Tip #3: Create transition routines.
This tip comes from a PBS article, one that shares how rituals and routines can vary from family to family, but each should have the goal of facilitating a smooth transition to preschool. The comfort of these rituals can help ease separation anxiety, and they give your child something to look forward to each day. Transition routines can include:
- “special ways of saying goodbye” with certain ‘secret’ family words, gestures or hugs
- helping your child take off his or her coat before giving a goodbye hug
- teaching your child that “goodbye” is really another way of saying, “I’ll be back later.”
Consider what routines comfort your child at bedtime or when a babysitter is coming over.
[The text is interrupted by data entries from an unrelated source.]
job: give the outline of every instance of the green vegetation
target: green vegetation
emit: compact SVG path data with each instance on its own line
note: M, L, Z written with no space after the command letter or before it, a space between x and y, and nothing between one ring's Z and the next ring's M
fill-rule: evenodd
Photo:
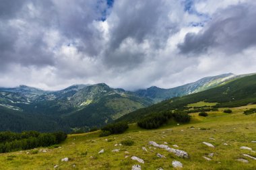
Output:
M207 117L208 116L208 114L206 112L202 112L198 114L198 116Z
M231 114L232 110L224 110L223 112L226 113L226 114Z
M38 146L49 146L60 143L66 138L67 134L61 132L55 133L40 133L36 131L22 133L0 132L0 153L30 149Z
M244 114L249 115L256 113L256 108L251 108L244 112Z

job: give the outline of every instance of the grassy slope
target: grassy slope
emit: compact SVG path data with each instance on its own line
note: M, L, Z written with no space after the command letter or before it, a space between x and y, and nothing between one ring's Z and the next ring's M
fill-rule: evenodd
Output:
M233 113L229 114L222 112L208 112L207 118L193 114L190 124L180 126L172 124L158 130L142 130L131 124L126 133L120 135L99 138L98 132L69 135L61 148L50 148L47 153L30 155L26 153L31 151L24 151L0 154L0 169L53 169L54 165L59 165L57 169L131 169L133 165L140 164L130 159L133 155L145 161L145 164L140 164L142 169L156 169L160 167L170 169L173 160L183 163L183 169L253 169L256 167L256 161L245 158L241 154L256 157L256 153L239 148L245 146L256 151L256 144L251 142L256 140L256 114L243 114L246 108L256 108L256 105L232 108ZM195 128L190 128L192 126ZM199 128L210 130L201 130ZM216 140L209 138L214 138ZM112 141L107 142L106 138ZM135 141L133 146L114 146L128 138ZM149 148L150 140L159 144L167 142L170 146L177 144L179 149L189 154L190 159L177 158L162 148ZM203 141L214 144L216 148L203 144ZM228 143L228 146L223 145L224 142ZM142 146L146 146L149 152L143 151ZM105 152L98 154L102 148ZM115 148L121 151L112 153ZM125 151L129 153L125 153ZM87 155L83 156L82 153L86 151ZM166 159L158 158L156 155L158 153L165 155ZM210 153L215 153L212 161L202 158ZM126 155L129 157L125 159ZM61 162L61 159L66 157L71 158L71 161ZM236 161L238 158L245 158L249 163L238 162ZM72 167L73 164L75 167Z

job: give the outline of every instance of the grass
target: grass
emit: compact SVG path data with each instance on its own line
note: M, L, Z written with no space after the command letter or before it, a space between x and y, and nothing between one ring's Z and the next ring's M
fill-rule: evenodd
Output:
M171 122L157 130L143 130L133 124L122 134L102 138L98 137L99 131L71 134L61 144L61 148L39 148L0 154L0 169L54 169L55 165L59 165L57 169L131 169L135 164L139 164L142 169L172 169L173 160L181 161L183 169L255 169L256 161L242 154L256 157L256 153L239 148L245 146L256 151L256 144L251 142L256 140L256 114L243 114L244 110L253 108L256 105L232 108L231 114L223 113L227 108L220 108L219 112L207 112L206 118L194 113L191 114L189 124L178 126ZM126 140L134 141L134 144L115 146ZM164 149L154 148L148 144L150 140L158 144L166 142L170 147L177 144L179 149L187 152L190 158L181 159ZM208 147L202 142L212 143L216 147ZM224 142L228 145L224 146ZM148 152L143 151L142 146L146 147ZM104 153L98 154L102 148ZM111 151L115 148L120 149L120 152ZM32 151L42 149L47 152L31 154ZM202 157L210 153L214 153L212 161ZM166 159L157 157L157 153ZM129 157L125 158L126 155ZM143 159L145 163L131 160L130 157L133 155ZM65 157L69 157L70 161L61 162L61 159ZM238 162L236 160L238 158L246 159L249 163Z
M188 104L187 107L203 107L203 106L214 106L218 104L218 103L210 103L210 102L205 102L205 101L199 101L195 103L191 103Z

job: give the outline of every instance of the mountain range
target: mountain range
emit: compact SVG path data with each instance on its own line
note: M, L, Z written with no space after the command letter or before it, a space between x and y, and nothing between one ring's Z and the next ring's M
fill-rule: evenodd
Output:
M101 126L138 109L175 97L211 89L249 75L203 78L170 89L151 87L135 91L105 83L75 85L60 91L20 85L0 88L0 130L59 130Z

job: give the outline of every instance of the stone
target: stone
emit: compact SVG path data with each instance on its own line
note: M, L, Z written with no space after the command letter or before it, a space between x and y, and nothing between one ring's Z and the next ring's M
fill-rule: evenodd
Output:
M146 151L148 152L148 150L146 147L142 147L142 150L144 151Z
M69 158L68 157L65 157L65 158L61 159L61 162L67 162L68 161L69 161Z
M141 168L139 165L133 165L131 167L131 170L141 170Z
M208 157L205 157L205 156L203 156L203 158L204 158L204 159L206 159L207 161L211 161L211 160L212 160L212 159L208 158Z
M247 146L241 146L240 148L241 149L245 149L245 150L253 151L253 149L251 148L247 147Z
M208 157L214 157L214 153L209 153Z
M104 149L100 150L100 152L98 152L98 153L99 154L104 153Z
M249 158L251 158L251 159L252 159L256 160L256 158L255 158L255 157L252 157L252 156L251 156L251 155L247 155L247 154L242 154L242 155L244 155L245 157L249 157Z
M149 144L156 147L164 148L170 153L173 153L174 154L175 154L177 156L179 157L189 158L189 154L186 153L185 151L170 148L168 145L166 145L166 144L158 144L156 142L154 142L154 141L150 141Z
M173 167L183 167L183 165L177 161L173 161L172 162L172 165Z
M214 148L214 146L211 144L211 143L208 143L208 142L203 142L203 143L207 146L208 146L209 147L212 147L212 148Z
M164 155L162 155L160 153L157 153L156 154L156 157L159 157L159 158L166 158Z
M242 158L239 158L238 159L236 159L237 161L240 161L240 162L242 162L242 163L248 163L249 161L245 159L242 159Z
M116 148L116 149L112 150L112 152L113 152L113 153L118 153L119 151L120 151L119 148Z
M144 161L143 161L143 159L140 159L140 158L139 158L139 157L135 157L135 156L132 156L132 157L131 157L131 159L132 160L137 161L138 161L138 162L140 163L144 163Z

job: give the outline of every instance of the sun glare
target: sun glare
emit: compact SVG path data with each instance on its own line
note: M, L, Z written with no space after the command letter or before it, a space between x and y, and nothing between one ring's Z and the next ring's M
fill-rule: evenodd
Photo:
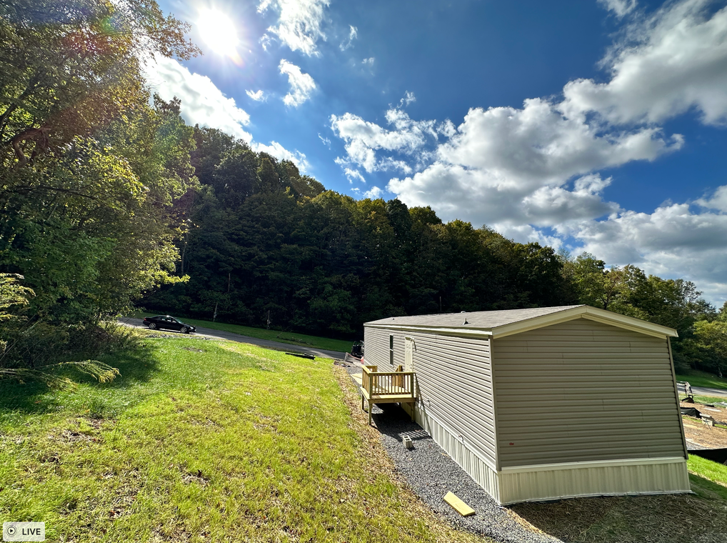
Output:
M237 31L230 17L217 9L200 12L197 27L202 39L218 55L234 55L237 46Z

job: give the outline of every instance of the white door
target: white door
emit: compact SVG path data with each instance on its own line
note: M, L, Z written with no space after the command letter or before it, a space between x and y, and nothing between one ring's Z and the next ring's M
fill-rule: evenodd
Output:
M404 371L414 371L414 340L404 338Z

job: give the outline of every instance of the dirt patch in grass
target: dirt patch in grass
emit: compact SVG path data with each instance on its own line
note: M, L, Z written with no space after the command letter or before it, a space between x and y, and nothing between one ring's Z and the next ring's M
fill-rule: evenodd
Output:
M688 441L708 449L727 448L727 429L707 426L699 419L684 417L684 435Z
M682 407L693 407L700 414L710 415L718 425L727 422L727 409L686 402L681 402L680 405ZM684 436L687 441L707 449L727 448L727 427L721 425L707 426L702 419L686 415L682 417L682 421L684 424Z

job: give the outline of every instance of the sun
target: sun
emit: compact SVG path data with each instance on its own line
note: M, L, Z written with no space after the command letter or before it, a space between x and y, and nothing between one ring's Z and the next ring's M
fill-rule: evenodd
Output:
M197 18L197 28L207 46L218 55L232 55L238 44L237 30L230 17L217 9L204 9Z

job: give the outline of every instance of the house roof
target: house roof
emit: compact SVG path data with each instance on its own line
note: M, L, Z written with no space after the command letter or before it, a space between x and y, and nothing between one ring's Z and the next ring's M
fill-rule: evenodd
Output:
M678 335L676 330L673 329L588 305L388 317L371 321L364 326L412 331L502 337L575 318L587 318L659 337L676 337Z

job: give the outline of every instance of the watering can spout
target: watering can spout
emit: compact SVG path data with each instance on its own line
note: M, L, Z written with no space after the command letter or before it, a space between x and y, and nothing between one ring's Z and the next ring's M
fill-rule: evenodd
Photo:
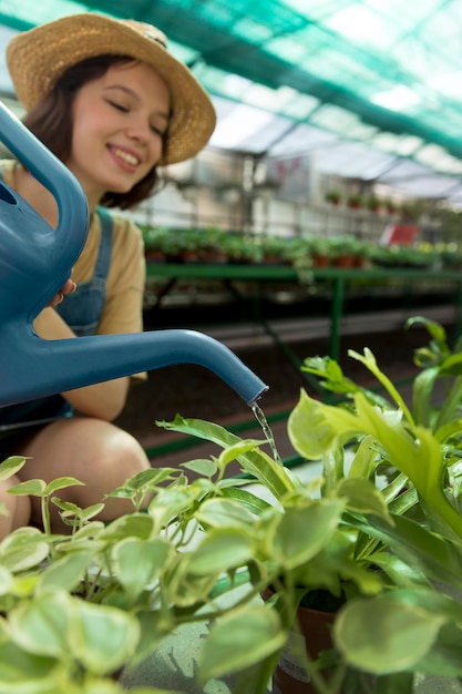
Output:
M71 275L86 239L89 208L76 178L1 103L0 139L59 208L53 229L0 183L0 407L174 364L214 371L249 405L267 390L233 351L194 330L40 338L33 320Z
M165 329L63 340L43 340L31 334L22 340L20 353L8 351L12 380L8 382L8 372L2 375L0 407L12 404L13 398L19 402L47 397L178 364L194 364L213 371L248 405L268 390L230 349L196 330ZM28 378L16 378L24 364L30 365L25 367Z

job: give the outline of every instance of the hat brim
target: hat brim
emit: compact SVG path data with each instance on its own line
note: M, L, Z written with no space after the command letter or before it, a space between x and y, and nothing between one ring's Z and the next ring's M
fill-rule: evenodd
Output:
M103 54L147 63L165 81L172 100L167 149L160 164L197 154L216 123L212 101L192 72L154 39L129 23L97 13L63 17L19 33L7 47L7 65L19 101L29 111L72 65Z

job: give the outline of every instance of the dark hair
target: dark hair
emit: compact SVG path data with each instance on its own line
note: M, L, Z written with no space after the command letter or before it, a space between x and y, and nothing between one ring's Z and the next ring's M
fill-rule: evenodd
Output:
M72 104L78 91L92 80L97 80L115 64L133 62L133 58L125 55L97 55L83 60L69 68L58 80L51 92L23 119L29 130L65 163L71 155L72 147ZM164 139L164 156L166 154L167 136ZM156 185L160 184L157 167L153 169L136 183L129 193L107 192L101 201L105 207L129 210L143 200L146 200Z

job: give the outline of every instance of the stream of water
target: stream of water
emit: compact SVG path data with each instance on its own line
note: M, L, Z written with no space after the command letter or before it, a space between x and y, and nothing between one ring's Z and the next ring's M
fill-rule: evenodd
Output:
M279 456L279 452L278 452L277 447L276 447L276 441L275 441L274 433L271 431L270 426L268 425L268 420L266 419L263 409L260 408L259 405L257 405L257 402L253 402L250 405L250 407L251 407L251 411L255 415L256 420L258 421L258 423L260 425L260 427L263 429L263 432L265 435L266 440L269 443L269 448L271 449L271 453L273 453L274 459L279 465L284 465L283 463L283 459Z

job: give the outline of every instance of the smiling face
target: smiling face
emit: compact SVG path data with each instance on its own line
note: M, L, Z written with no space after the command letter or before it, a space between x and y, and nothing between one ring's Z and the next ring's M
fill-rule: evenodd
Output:
M114 64L79 90L65 163L91 207L107 191L130 191L158 162L170 106L166 84L145 63Z

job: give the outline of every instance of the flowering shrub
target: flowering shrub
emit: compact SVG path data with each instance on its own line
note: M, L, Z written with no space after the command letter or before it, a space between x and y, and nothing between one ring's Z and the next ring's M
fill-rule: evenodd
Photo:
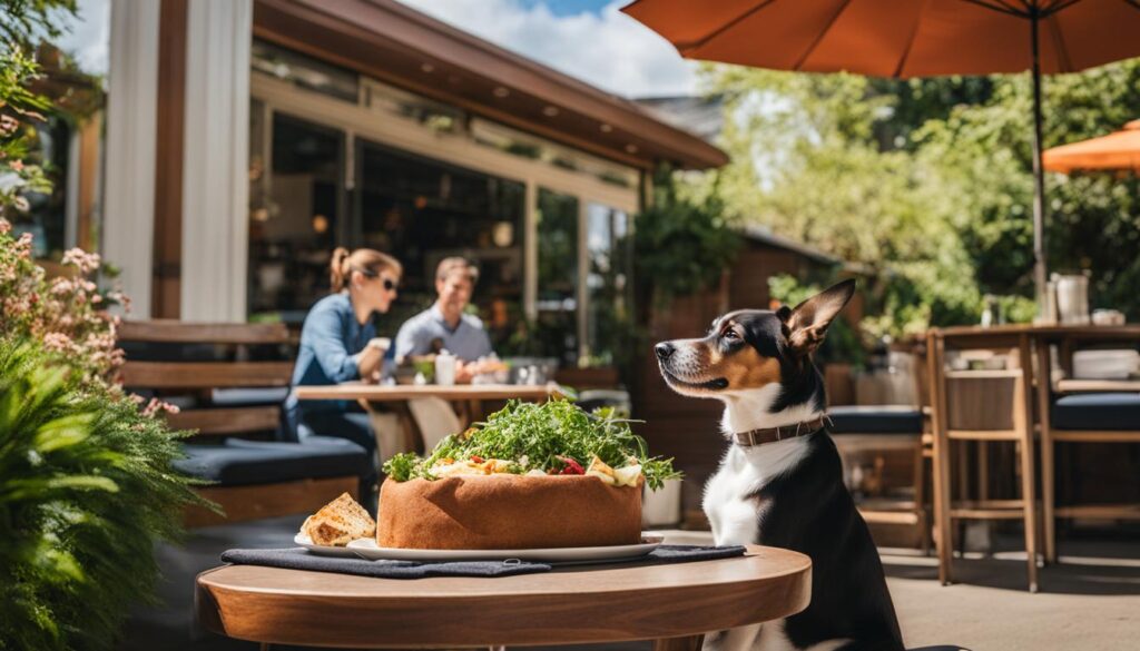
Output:
M21 335L43 347L78 368L90 380L111 381L122 364L115 348L119 317L101 308L128 304L120 292L99 293L91 279L99 255L72 249L63 263L68 276L46 278L32 260L32 236L11 236L11 226L0 218L0 323L5 335Z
How can you adapt them to reduce separation anxiety as your child adjusts to preschool?
Tip #4: Visit the preschool together.
Spend time there together, giving your child time to feel secure in the setting and a chance to get to know his or her teachers. If your child sees you having a friendly conversation with a teacher, this can reassure him or her. Let your child see each of the rooms in the preschool center, as well, including the kitchen and the bathroom. Share how, in many ways, the preschool is like your house.
Tip #5: Play disappearing games.
This final tip comes from Scholastic.com. You can do something as simple as rolling a ball under the couch and saying, “We can’t see the ball anymore. Is it still here?” When your child finds the ball, you can say, “Even when you can’t see something, it’s still there. So, even though you can’t see Mommy while you’re at preschool, I’ll be back.”
These kinds of games reinforce the concept of object permanence. Your preschooler almost certainly understands that concept already but, during a big change–especially one that can be emotional–it doesn’t hurt to reinforce the concept in a fun yet reassuring way.